最近、天寿を全うして亡くなられる著名な方たちは、想えば、閑人の若いころ、青春時代といってもいい時分の前後から活躍され、耳目を集めた人たちが多い。京マチ子、杉葉子、兼高かおる、梅原猛、堺屋太一、小池一夫、ドナルド・キーン、、ああ、ドリス・デイもなつかしい。

とりわけ田辺聖子さんの死には深い感慨をおぼえます。閑人が社会人になり立てのころ、大阪から若い女性が芥川賞を取ってデビューしたのには驚いたものです。それが田辺聖子さんでした。さっそく受賞作の『感傷旅行 センチメンタル・ジャーニィ―』を読み、その経歴を知って、いっそう驚きました。

田辺聖子さんの生家は、閑人が通った小学校のすぐ近くで、中学校への通学路になると、毎日その前を通っていたからです。福島西通りを起点に港の方へ行く市電が走るあたりは、空襲を受けたところと、そうでないところは混在していました。あのころでも中学校の教室の壁は焼夷弾が貫通して大きな穴が開いたまま、隣の教室とツーカーだった。

その田辺聖子さんが生活のため事務員として働いていた金物問屋のあるところも、だいたい見当がつくあたりでした。いまなら御堂筋の梅田新道交差点そばの駅前第三ビルが建っているあたりです。当時は、まだ闇市の跡が再開発されていなかった。

閑人の当時の気持ちを思い起こせば、売れっ子の石原慎太郎、大江健三郎らとは全然ちがって、田辺聖子さんを地元が生んだヒロインみたいなに憧れたものです。

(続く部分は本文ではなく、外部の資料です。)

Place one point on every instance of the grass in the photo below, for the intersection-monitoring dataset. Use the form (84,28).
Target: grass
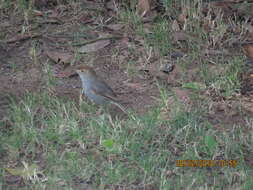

後年、社会部時代に何かの社会問題だったか、中身を忘れてしまったが、その問題の記事につけるコメントを求めて、自宅に電話したら、女性の秘書が出て、「時事問題なんかのコメントはお断りしているんですよ」をかわされた。そういえば、新聞紙上のコメントにいちいち付き合っていたら、仕事にならなかっただろう。

おせいさんの軽妙洒脱、人情の機微、男女についての達観など、大阪弁独特の語り口を生かした作品をよくよみましたが、なかでも週刊文春に十数年にわたって連載した「女の長風呂」シリーズは、おもしろかった。

おせいさんは、スヌーピーのぬいぐるみが好きで、宝塚の熱心なフアン。ご自身もヒラヒラががたくさんついた乙女チックなドレスを好んで着ていました。そういう興味深い愉快な個性となんでこんな世情のワケ知り、人間観察がすばらしいのと結びつくのか、いつも感嘆しながら愛読したものです。

いまごろ、”カモカのおっちゃん”と一杯やっていることでしょう。